Miei rampolli feminini,

chantée par Galli ou Zuchelli, est une débauche de belle voix: ce morceau a beaucoup de succès, parce qu'il nous fait goûter vivement le charme attaché à de beaux sons de basse bien pleins et bien sonores; du reste, il est dans le style de Cimarosa, au génie près.

Le duetto de Ramire, le prince déguisé de la Cenerentola[4], me console un peu de la cavatine de don Magnifico; cette grâce est encore un peu celle des Nina de la rue Vivienne, mais tout plaît dans une jolie femme, et la beauté fait oublier le ton vulgaire.
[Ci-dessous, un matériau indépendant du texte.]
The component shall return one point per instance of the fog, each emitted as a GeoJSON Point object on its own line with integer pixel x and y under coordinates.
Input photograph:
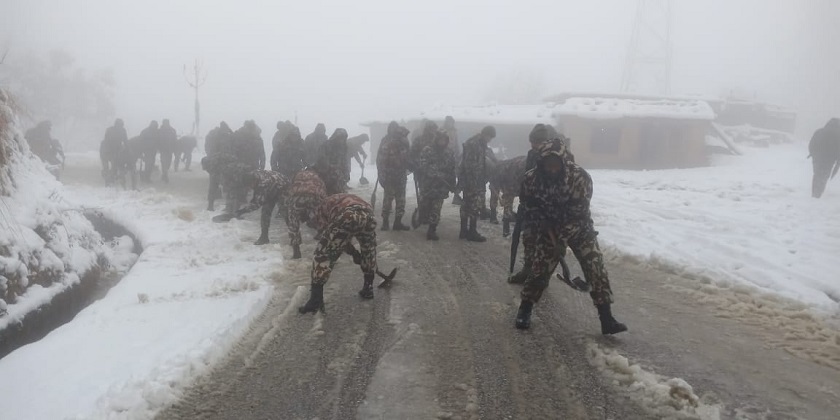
{"type": "Point", "coordinates": [343, 63]}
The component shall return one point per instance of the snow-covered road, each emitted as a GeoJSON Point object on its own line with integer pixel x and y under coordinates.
{"type": "Point", "coordinates": [190, 296]}
{"type": "Point", "coordinates": [724, 274]}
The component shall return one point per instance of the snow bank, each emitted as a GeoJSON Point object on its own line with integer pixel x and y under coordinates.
{"type": "Point", "coordinates": [747, 220]}
{"type": "Point", "coordinates": [46, 243]}
{"type": "Point", "coordinates": [192, 294]}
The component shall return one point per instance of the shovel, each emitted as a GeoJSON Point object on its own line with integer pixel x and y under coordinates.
{"type": "Point", "coordinates": [363, 180]}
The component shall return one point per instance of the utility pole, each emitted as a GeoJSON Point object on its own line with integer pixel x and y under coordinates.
{"type": "Point", "coordinates": [648, 66]}
{"type": "Point", "coordinates": [199, 76]}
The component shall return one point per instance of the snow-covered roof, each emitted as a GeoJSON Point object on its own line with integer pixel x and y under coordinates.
{"type": "Point", "coordinates": [510, 114]}
{"type": "Point", "coordinates": [589, 107]}
{"type": "Point", "coordinates": [614, 108]}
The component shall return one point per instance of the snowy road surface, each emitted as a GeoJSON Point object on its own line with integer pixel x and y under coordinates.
{"type": "Point", "coordinates": [441, 343]}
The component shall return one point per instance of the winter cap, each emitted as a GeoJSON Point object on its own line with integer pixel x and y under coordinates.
{"type": "Point", "coordinates": [489, 131]}
{"type": "Point", "coordinates": [553, 147]}
{"type": "Point", "coordinates": [539, 134]}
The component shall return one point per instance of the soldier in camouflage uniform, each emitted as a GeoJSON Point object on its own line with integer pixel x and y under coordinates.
{"type": "Point", "coordinates": [419, 143]}
{"type": "Point", "coordinates": [289, 156]}
{"type": "Point", "coordinates": [270, 190]}
{"type": "Point", "coordinates": [541, 137]}
{"type": "Point", "coordinates": [233, 176]}
{"type": "Point", "coordinates": [505, 180]}
{"type": "Point", "coordinates": [392, 162]}
{"type": "Point", "coordinates": [333, 166]}
{"type": "Point", "coordinates": [305, 194]}
{"type": "Point", "coordinates": [339, 219]}
{"type": "Point", "coordinates": [218, 140]}
{"type": "Point", "coordinates": [555, 199]}
{"type": "Point", "coordinates": [472, 178]}
{"type": "Point", "coordinates": [437, 166]}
Il y a du charme dans

Una grazia, un certo incanto;

je trouve beaucoup d'esprit dans

Quel ch'è padre non è padre
. . . . . . . . . . . . . . . . . . . .
Sta a vedere che m'imbroglio[5]

Nous voici dans la vraie force du talent de Rossini, dans sa partie triomphante. Quel dommage pour les personnes qui sentent d'une certaine façon qu'il n'ait pas mêlé un peu de noblesse à tout son esprit! Il faut se souvenir que cet opéra fut écrit pour les Italiens de Rome, des habitudes desquels trois siècles de Papauté et de la politique des Alexandre VI et de Ricci[6] ont banni toute noblesse et toute élévation[7].
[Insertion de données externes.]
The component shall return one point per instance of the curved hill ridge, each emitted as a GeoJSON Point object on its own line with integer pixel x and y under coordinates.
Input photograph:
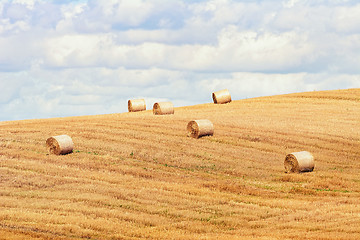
{"type": "Point", "coordinates": [137, 175]}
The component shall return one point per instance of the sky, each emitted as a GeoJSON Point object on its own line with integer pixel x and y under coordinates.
{"type": "Point", "coordinates": [71, 58]}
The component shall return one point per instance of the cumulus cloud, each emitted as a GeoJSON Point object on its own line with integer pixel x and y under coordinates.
{"type": "Point", "coordinates": [66, 58]}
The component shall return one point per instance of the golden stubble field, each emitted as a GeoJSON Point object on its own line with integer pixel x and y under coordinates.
{"type": "Point", "coordinates": [136, 175]}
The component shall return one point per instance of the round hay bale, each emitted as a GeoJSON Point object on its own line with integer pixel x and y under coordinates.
{"type": "Point", "coordinates": [199, 128]}
{"type": "Point", "coordinates": [62, 144]}
{"type": "Point", "coordinates": [299, 162]}
{"type": "Point", "coordinates": [162, 108]}
{"type": "Point", "coordinates": [221, 97]}
{"type": "Point", "coordinates": [136, 105]}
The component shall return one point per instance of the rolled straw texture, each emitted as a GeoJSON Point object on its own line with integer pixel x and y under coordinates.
{"type": "Point", "coordinates": [162, 108]}
{"type": "Point", "coordinates": [58, 145]}
{"type": "Point", "coordinates": [136, 105]}
{"type": "Point", "coordinates": [222, 96]}
{"type": "Point", "coordinates": [199, 128]}
{"type": "Point", "coordinates": [299, 162]}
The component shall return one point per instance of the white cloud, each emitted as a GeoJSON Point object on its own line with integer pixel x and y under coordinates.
{"type": "Point", "coordinates": [64, 58]}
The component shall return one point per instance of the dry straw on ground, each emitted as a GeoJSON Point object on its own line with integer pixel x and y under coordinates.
{"type": "Point", "coordinates": [199, 128]}
{"type": "Point", "coordinates": [136, 105]}
{"type": "Point", "coordinates": [162, 108]}
{"type": "Point", "coordinates": [222, 96]}
{"type": "Point", "coordinates": [299, 162]}
{"type": "Point", "coordinates": [58, 145]}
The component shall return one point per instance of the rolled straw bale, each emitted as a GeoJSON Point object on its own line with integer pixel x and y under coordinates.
{"type": "Point", "coordinates": [162, 108]}
{"type": "Point", "coordinates": [199, 128]}
{"type": "Point", "coordinates": [299, 162]}
{"type": "Point", "coordinates": [61, 144]}
{"type": "Point", "coordinates": [222, 96]}
{"type": "Point", "coordinates": [136, 105]}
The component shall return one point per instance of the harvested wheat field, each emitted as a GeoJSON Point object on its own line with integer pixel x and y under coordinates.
{"type": "Point", "coordinates": [138, 176]}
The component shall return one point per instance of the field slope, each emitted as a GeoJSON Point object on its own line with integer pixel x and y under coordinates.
{"type": "Point", "coordinates": [136, 175]}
La cavatine du valet de chambre Dandini habillé en prince,

Come il ape ne'giorni d'aprile,

est extrêmement piquante. Ici le style d'antichambre est à sa place; il y a juste dans la musique, comme dans le libretto, ce vernis léger de vulgarité nécessaire pour rappeler l'état de Dandini, mais il ne choque pas. Dans Cimarosa, nous voyons plutôt les passions des personnages subalternes que les habitudes sociales que leur a fait contracter leur position dans la société; seulement leurs passions sont contrariées par les circonstances d'une position inférieure.